For a little bit of quick background information: There are a huge variety of Korean traditional alcohols, mostly all brewed with rice. You may already be familiar with soju (high alcohol content) and makgeolli (low alcohol content), but there are also many other kinds in between. Though so much of Korean alcohol tradition has fallen by the wayside throughout Korea’s turbulent history over the last century, there’s been a small but growing revival movement. Much like craft beer has been making a slow but steady comeback in recent years in the States, many traditionally brewed Korean alcohols are also gaining popularity with the general public.
We started our day at the beautiful Oeam Folk Village in Asan, just south of Seoul. If you’re ever visiting Seoul, it’s a wonderful day trip out of the city. What makes this folk village great is that people still live here—they garden and have cars and have normal lives, but stay in these beautiful old homes and live at a slightly slower pace. There are even a few guesthouses if you want to stay overnight. Our destination, however, was the Champan House (참판댁), where one family has been brewing a special kind of alcohol called “yeonyeop-ju” (연엽주). This brew uses lotus leaves that the family picks from a nearby lotus pond in the village and has a distinctly pungent, sour flavor.
That sourness, brewmaster Lee Deuk-seon explained, is essential to good health and well-being. He says that he drinks a small amount every day and to be honest, he was looking pretty spry for an 80-something-year-old. But back to the flavor: If you enjoy the funky sour tastes of lambic beers and some of the less-sweet kombucha teas, you’ll appreciate the complexity of yeonyeop-ju’s sour flavors. They also make small quantities of soju from their yeonyeop-ju.
Lunch was a colorful spread in a renovated hanok restaurant called Mimaji (미마지), whose menu emphasizes health and well-being. They served a savory buckwheat pancake, steamed pork with lettuce wraps, rice steamed in lotus leaves, and a variety of delicious banchan, including sautéed perilla greens. The owners of this restaurant also make their own Korean rice alcohol.
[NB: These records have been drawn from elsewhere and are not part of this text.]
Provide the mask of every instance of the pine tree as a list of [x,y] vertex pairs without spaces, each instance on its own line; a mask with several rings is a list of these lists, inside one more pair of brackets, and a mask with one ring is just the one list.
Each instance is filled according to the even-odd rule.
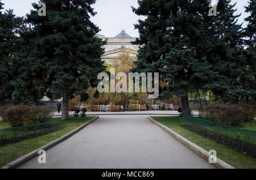
[[139,50],[133,71],[159,72],[166,91],[181,98],[184,115],[190,116],[188,93],[198,89],[216,94],[226,91],[228,78],[220,73],[227,46],[216,36],[210,1],[141,0],[133,8],[144,15],[135,28],[144,46]]
[[[0,10],[3,5],[0,1]],[[6,99],[11,99],[12,82],[18,75],[14,55],[18,49],[16,32],[22,22],[22,18],[15,17],[13,10],[0,11],[0,101],[3,105]]]
[[250,0],[248,6],[245,7],[245,12],[250,14],[245,19],[248,22],[245,32],[247,38],[246,44],[249,48],[244,53],[246,64],[240,79],[248,103],[250,96],[256,100],[256,2]]
[[42,0],[46,16],[38,15],[39,8],[33,3],[36,10],[26,18],[30,28],[21,35],[24,53],[20,61],[26,65],[15,82],[16,95],[63,97],[62,120],[68,119],[69,100],[73,95],[86,96],[87,89],[97,85],[98,74],[105,68],[101,59],[105,42],[95,36],[99,28],[90,20],[96,14],[91,7],[95,2]]
[[250,16],[245,19],[248,22],[246,32],[247,36],[250,38],[247,44],[255,49],[256,45],[256,2],[254,0],[249,0],[248,6],[245,7],[246,8],[245,12],[250,13]]
[[245,93],[239,82],[239,77],[242,74],[245,67],[243,55],[243,38],[245,36],[242,24],[237,23],[241,14],[235,15],[236,3],[232,5],[230,0],[219,0],[217,3],[216,21],[216,35],[228,46],[227,53],[222,57],[226,60],[225,70],[222,73],[229,77],[229,85],[221,99],[222,102],[237,103],[240,97]]

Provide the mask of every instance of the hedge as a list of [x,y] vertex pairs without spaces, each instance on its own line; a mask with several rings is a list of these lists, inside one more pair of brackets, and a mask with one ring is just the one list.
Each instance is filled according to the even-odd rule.
[[5,110],[6,121],[11,127],[28,126],[47,122],[52,118],[52,110],[45,106],[13,105]]
[[253,121],[255,107],[250,105],[210,105],[202,110],[204,117],[215,122],[240,127],[243,122]]

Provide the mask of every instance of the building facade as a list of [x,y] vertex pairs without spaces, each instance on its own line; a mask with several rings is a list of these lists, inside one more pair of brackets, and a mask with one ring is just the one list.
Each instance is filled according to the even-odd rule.
[[123,53],[127,53],[131,59],[137,58],[139,46],[131,44],[136,38],[131,37],[124,30],[114,37],[105,37],[100,35],[96,36],[106,40],[107,44],[104,45],[105,53],[101,56],[101,59],[106,64],[111,65],[113,61],[118,58],[120,54]]

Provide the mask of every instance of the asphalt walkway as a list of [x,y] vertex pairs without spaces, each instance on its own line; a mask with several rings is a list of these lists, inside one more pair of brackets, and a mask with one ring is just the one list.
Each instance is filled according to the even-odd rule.
[[214,168],[146,115],[102,115],[19,168]]

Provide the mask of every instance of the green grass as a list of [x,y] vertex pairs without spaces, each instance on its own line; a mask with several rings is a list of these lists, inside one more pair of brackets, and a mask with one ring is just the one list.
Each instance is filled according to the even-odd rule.
[[[0,168],[64,136],[93,118],[94,117],[69,118],[69,121],[64,122],[64,128],[60,130],[42,136],[0,147]],[[51,121],[60,121],[60,118],[53,118]],[[0,126],[1,126],[1,122],[0,122]]]
[[[214,140],[208,139],[194,132],[183,128],[178,125],[179,117],[154,117],[153,119],[170,128],[176,132],[201,147],[207,151],[215,149],[217,157],[229,164],[236,168],[256,169],[256,159],[241,154],[240,152],[229,148],[227,145],[218,144]],[[256,130],[255,123],[246,123],[245,127],[251,130]]]

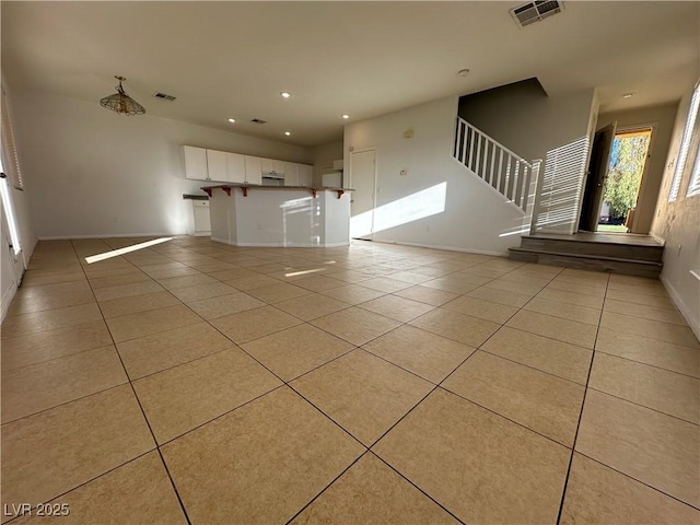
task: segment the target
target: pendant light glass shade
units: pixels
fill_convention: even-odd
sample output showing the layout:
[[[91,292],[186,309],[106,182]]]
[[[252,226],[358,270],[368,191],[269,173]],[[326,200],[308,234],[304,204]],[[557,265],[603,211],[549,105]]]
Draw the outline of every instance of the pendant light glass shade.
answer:
[[[117,85],[117,92],[114,95],[105,96],[100,100],[100,105],[117,112],[121,115],[143,115],[145,108],[126,94],[124,88],[121,88],[121,81],[127,80],[124,77],[115,77],[119,81]]]

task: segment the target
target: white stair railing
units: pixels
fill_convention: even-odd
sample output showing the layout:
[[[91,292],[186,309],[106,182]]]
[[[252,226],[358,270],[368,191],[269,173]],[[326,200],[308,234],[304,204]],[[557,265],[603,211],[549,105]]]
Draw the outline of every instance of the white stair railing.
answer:
[[[541,161],[526,161],[460,117],[453,155],[524,212],[532,213]]]

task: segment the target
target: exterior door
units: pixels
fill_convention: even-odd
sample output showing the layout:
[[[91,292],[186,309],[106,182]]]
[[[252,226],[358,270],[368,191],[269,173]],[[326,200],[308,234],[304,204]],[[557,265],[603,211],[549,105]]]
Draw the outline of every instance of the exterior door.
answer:
[[[350,154],[350,236],[372,240],[376,201],[376,150]]]
[[[605,180],[608,176],[610,151],[612,150],[616,131],[617,122],[612,122],[595,132],[593,148],[591,149],[588,176],[586,177],[586,187],[583,192],[579,230],[595,232],[598,229],[600,205],[603,205]]]

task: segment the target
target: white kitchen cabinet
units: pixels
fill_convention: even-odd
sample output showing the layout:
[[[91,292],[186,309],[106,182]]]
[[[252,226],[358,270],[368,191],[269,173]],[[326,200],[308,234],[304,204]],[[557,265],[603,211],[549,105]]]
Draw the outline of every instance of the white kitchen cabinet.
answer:
[[[229,180],[229,167],[225,151],[207,150],[207,167],[209,179],[225,183]]]
[[[298,164],[299,170],[299,185],[300,186],[311,186],[313,183],[313,166],[308,164]]]
[[[245,155],[245,182],[250,184],[261,184],[262,183],[262,167],[261,161],[259,156],[248,156]]]
[[[226,153],[226,180],[245,183],[245,156],[238,153]]]
[[[260,170],[262,171],[262,173],[283,175],[284,164],[284,161],[278,161],[275,159],[260,159]]]
[[[284,171],[284,186],[299,186],[299,164],[285,162],[282,170]]]
[[[196,180],[208,180],[207,150],[194,145],[183,145],[185,151],[185,177]]]

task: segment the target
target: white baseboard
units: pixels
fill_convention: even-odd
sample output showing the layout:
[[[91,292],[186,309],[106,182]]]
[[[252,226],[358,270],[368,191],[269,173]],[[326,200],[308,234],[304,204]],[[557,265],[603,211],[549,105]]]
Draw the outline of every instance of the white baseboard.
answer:
[[[350,243],[334,243],[334,244],[325,244],[325,245],[317,245],[317,244],[294,244],[291,246],[284,246],[283,244],[279,244],[279,243],[231,243],[229,242],[228,238],[219,238],[219,237],[211,237],[212,241],[217,242],[217,243],[223,243],[223,244],[229,244],[231,246],[241,246],[241,247],[247,247],[247,248],[337,248],[340,246],[349,246]]]
[[[73,238],[175,237],[186,233],[119,233],[106,235],[42,235],[39,241],[70,241]]]
[[[688,326],[690,327],[692,332],[696,335],[698,340],[700,340],[700,319],[696,319],[692,317],[692,315],[690,314],[690,308],[688,308],[688,306],[681,299],[680,294],[676,291],[676,289],[668,281],[668,279],[666,279],[663,276],[660,277],[658,279],[661,280],[662,284],[668,292],[668,295],[670,295],[670,299],[673,300],[676,307],[678,307],[678,312],[680,312],[680,315],[682,315],[682,317],[686,319],[686,323],[688,323]]]
[[[417,248],[430,248],[430,249],[444,249],[446,252],[459,252],[463,254],[477,254],[477,255],[491,255],[495,257],[508,257],[508,252],[492,252],[489,249],[474,249],[474,248],[460,248],[457,246],[441,246],[436,244],[422,244],[422,243],[406,243],[402,241],[377,241],[375,243],[382,244],[400,244],[401,246],[415,246]]]

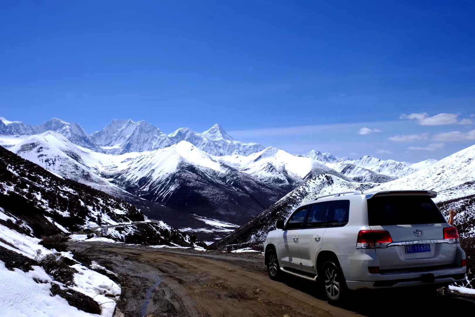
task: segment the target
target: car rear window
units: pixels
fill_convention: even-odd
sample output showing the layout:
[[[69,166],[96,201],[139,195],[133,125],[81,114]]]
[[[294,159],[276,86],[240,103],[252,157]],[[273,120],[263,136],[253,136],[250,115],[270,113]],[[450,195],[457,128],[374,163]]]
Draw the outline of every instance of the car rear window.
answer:
[[[429,197],[381,196],[368,200],[370,226],[441,223],[445,219]]]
Behind the restaurant is a dusty museum dedicated to Korean masks and craftwork. Inside, you can’t help but feel both awed and a little bit sad at the same time, that no one really makes these things anymore. These everyday crafts are the kinds of things that are maybe not quite “important” enough to go into the National Museum but still have so many stories to tell.
Our third stop was the Gyeryong Baekil-ju (계룡백일주) Brewery. Gyeryong is the name of a nearby mountain, and Baekil literally means 100 days, because this recipe traditionally involved brewing the alcohol at 15 C for 100 days. The brewmaster gave us a tour of the renovated facilities. His mother, the original brewer, still comes by to check on the brewing. Gyeryong Baekil-ju uses omija, chrysanthemum, azalea and pine needles in the early stages of brewing, giving the final product so many layers of different kinds of sweetness. There’s a touch of herbal medicine-like bitterness which is not unpleasant. As we visited shortly after the fall harvest holiday, a traditional gift-giving time in Korea, several colorful gift set boxes were stacked around the office.
Though we saw the modern process of brewing Korean alcohol at the brewery, the brewmaster and his wife were also giving demonstrations of the older traditional methods over at the Baekje Cultural Festival. Though of course the full process involves much more time to allow for fermentation and drying and aging at different stages, they showed us how they made their nuruk (a kind of fermentation agent), mixed their steamed rice and herbs, and put it all in an earthen jar to ferment. The whole time, everything was done with bare hands—truly hands-on work. It was beautiful to see how much care and effort goes into each step of the process!